Up until now wer'e seeing perfect play by White<and Black> nearly all White's moves are the only moves that win.

But now
23.Rxd7? <I would probably play this myself :(> And POOF White is left with nothing and was actually very lucky to survive with a draw.

The simple
23.Bxd7+ Kd8
24.Rxb4 Kxd7

click for larger view

is easily winning. I hope martin was able to sleep that night...

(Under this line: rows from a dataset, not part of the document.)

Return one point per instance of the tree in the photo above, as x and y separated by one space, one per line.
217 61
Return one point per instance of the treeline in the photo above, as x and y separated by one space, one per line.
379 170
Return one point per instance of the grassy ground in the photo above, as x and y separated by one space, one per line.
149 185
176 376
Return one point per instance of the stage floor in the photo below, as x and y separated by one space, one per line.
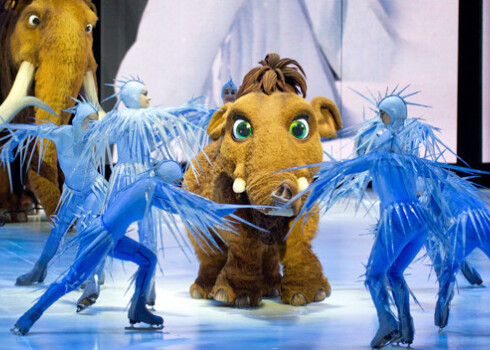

As far as the the 17...Kc7 idea in the first line above <See DIAGRAM> there was actually no games where Black tried this- a shame because solution<still not posted> is nice.

click for larger view

White to play 18.?

Premium Chessgames Member
  FSR: Submitted:

[Event "Internet blitz"]
[Site ""]
[Date "2020.01.19"]
[Result "1-0"]
[White "Frederick Rhine"]
[Black "NN"]
[ECO "D07"]

1. d4 d5 2. c4 Nc6 3. Nc3 Nf6 4. Nf3 Bg4 5. cxd5 Nxd5 6. e4 Bxf3 7. gxf3 Nxc3 8. bxc3 e6 9. Rb1 Rb8 10. Qa4 Qd7 11. Bb5 Ra8 12. Bc4 Qc8 13. Rxb7 Qxb7 14. Bb5 Qb8 15. Bxc6+ Kd8 16. O-O Be7 17. e5 a6 18.d5 exd5 19. Qd4 Ra7 20. Be3 Rb7 21. Qxd5+ Bd6 22. exd6 cxd6 23. Bxb7 Ke7 24. Re1 Kf8 25. Bf4 Kg8 26. Bxd6 Qd8 27. Re7 h5 28. Qxf7+ 1-0

You can play over the game at

Jan-19-20  centralfiles:
Premium Chessgames Member
  FSR: <centralfiles> Dunno. I've seen it many times.
Jan-24-20  centralfiles: <FSR> Just saw it now for first time. they seem to be almost. perfectly centered on their squares.
Jan-24-20  centralfiles:

click for larger view

18.f4! with excellent winning chances.
Simple no?

Jan-24-20  centralfiles: After all is said about these lines i must admit in conclusion that your 10...Ne6 seems fine and probably equalizes without much of a problem while the recommended 10...Nc2+ is busted in all variations IMO as demonstrated above.
Premium Chessgames Member
  ketchuplover: My favorite personal game is #591502
Premium Chessgames Member
  FSR: <ketchuplover> Nice comeback!